Mewakili Presiden FIA, Bamsoet secara resmi mengalungkan FIA President Medal kepada Dan Ticktum, pembalap tim Cupra Kiro asal Inggris yang berhasil menjadi juara pertama. Posisi kedua diraih Edoardo Mortara (Mahindra Racing, Swiss), disusul Nico Mueller (Andretti, Swiss) di posisi ketiga.

“Kesuksesan Jakarta E-Prix 2025 bukan hanya milik penyelenggara dan peserta, tapi juga milik seluruh masyarakat Indonesia. Ini pembuktian nyata bahwa kita mampu menyelenggarakan kejuaraan internasional berstandar tinggi. Kita tidak hanya menyelenggarakan balapan, tetapi menyuguhkan masa depan,” ujar Bamsoet.
Dorong Kendaraan Listrik dan Industri Kreatif
Lebih dari sekadar ajang balap, Bamsoet menekankan bahwa Jakarta E-Prix berperan penting dalam promosi kendaraan listrik di Indonesia serta mendorong percepatan transisi energi ramah lingkungan.
“Jakarta E-Prix menjadi sarana edukatif dan promosi yang sangat efektif.

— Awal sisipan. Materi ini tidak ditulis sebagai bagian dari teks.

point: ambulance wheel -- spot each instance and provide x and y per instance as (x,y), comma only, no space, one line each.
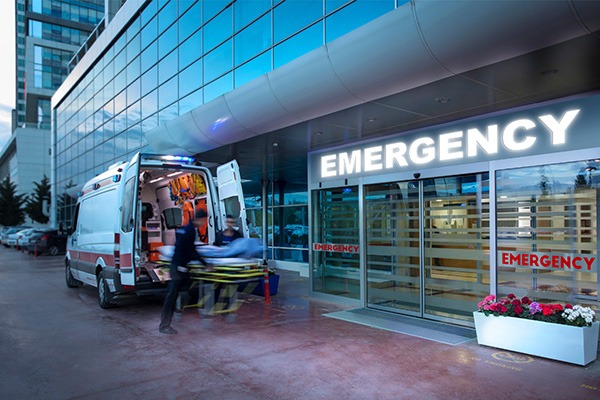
(71,282)
(53,250)
(104,295)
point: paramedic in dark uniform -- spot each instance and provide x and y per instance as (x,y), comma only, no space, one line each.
(185,251)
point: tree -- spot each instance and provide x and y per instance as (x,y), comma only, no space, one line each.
(11,204)
(34,205)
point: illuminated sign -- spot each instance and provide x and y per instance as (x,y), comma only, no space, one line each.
(515,136)
(570,262)
(340,248)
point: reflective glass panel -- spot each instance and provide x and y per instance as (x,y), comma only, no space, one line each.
(354,15)
(293,15)
(253,68)
(190,79)
(167,67)
(298,45)
(190,21)
(218,61)
(190,50)
(253,40)
(336,270)
(212,7)
(547,232)
(247,11)
(167,41)
(456,245)
(168,93)
(167,15)
(218,30)
(218,87)
(190,102)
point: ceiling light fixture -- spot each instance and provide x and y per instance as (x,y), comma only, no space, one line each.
(550,71)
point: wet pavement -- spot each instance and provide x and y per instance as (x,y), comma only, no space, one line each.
(56,343)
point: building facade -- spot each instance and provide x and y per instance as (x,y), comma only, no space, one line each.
(272,83)
(48,33)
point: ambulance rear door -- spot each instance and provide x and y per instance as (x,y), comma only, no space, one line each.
(129,223)
(231,196)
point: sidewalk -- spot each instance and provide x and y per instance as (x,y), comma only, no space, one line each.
(56,343)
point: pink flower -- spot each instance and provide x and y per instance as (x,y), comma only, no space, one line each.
(518,310)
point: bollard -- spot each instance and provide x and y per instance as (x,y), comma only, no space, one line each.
(266,288)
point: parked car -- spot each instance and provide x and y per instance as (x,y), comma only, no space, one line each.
(19,237)
(49,241)
(10,231)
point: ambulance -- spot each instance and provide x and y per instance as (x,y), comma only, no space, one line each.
(124,215)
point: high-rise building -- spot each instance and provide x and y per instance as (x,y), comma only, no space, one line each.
(413,142)
(48,33)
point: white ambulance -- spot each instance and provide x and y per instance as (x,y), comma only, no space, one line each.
(126,213)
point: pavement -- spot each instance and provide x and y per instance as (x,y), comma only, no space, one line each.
(56,343)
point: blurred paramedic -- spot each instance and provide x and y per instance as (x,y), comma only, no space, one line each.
(185,251)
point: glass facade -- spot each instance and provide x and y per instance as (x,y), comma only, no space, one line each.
(177,55)
(57,33)
(335,257)
(287,222)
(49,66)
(548,221)
(86,12)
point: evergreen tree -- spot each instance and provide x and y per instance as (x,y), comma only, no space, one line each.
(35,202)
(11,204)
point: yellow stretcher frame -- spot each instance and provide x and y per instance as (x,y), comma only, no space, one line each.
(205,277)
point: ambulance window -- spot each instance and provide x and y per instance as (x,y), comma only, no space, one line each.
(73,227)
(232,207)
(127,210)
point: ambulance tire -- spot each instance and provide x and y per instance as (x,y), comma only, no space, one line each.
(53,250)
(71,282)
(104,295)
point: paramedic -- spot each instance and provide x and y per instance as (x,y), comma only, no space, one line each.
(185,251)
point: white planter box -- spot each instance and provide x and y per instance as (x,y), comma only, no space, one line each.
(573,344)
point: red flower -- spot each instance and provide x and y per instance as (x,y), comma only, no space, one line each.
(518,310)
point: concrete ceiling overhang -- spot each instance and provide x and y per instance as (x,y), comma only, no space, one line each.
(413,46)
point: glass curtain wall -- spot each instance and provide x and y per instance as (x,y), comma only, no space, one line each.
(177,55)
(548,232)
(428,245)
(287,223)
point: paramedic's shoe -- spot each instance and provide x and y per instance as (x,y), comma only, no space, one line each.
(168,330)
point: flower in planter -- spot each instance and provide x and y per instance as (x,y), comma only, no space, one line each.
(511,306)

Debut mobil GEN3 Evo yang hadir dengan akselerasi 0-60 mph lebih cepat 30% dibanding Formula 1 saat ini, menunjukkan bagaimana teknologi Formula E berada di garda terdepan elektrifikasi,” jelas Bamsoet.
Ia menambahkan, teknologi kendaraan GEN3 Evo juga mencatat peningkatan kecepatan hingga 36% dibandingkan generasi sebelumnya, menjadikan Formula E semakin menarik sebagai ajang balap futuristik dan berkelanjutan.
Dampak Ekonomi dan Sosial Nyata
Wakil Ketua Umum Partai Golkar dan KADIN Indonesia ini juga menggarisbawahi dampak ekonomi dari event internasional ini, terutama bagi sektor pariwisata dan pelaku UMKM lokal.
“Hotel-hotel di sekitar Ancol hampir penuh sejak tiga hari sebelum balapan. UMKM, bisnis kuliner, dan industri kreatif juga mengalami lonjakan permintaan. Jakarta E-Prix bukan sekadar tontonan, tapi juga penggerak roda ekonomi,” ujarnya.
Dengan puluhan ribu pengunjung domestik dan internasional, event ini terbukti mampu menjadi katalis pertumbuhan ekonomi inklusif dan berkelanjutan, sembari memperkenalkan kekayaan budaya dan atraksi Jakarta ke panggung dunia.
“Event olahraga internasional seperti Formula E memiliki multiplier effect yang luar biasa. Jakarta E-Prix telah memberi bukti nyata bahwa olahraga bisa menjadi kekuatan strategis dalam pembangunan ekonomi dan diplomasi budaya Indonesia,” pungkas Bamsoet.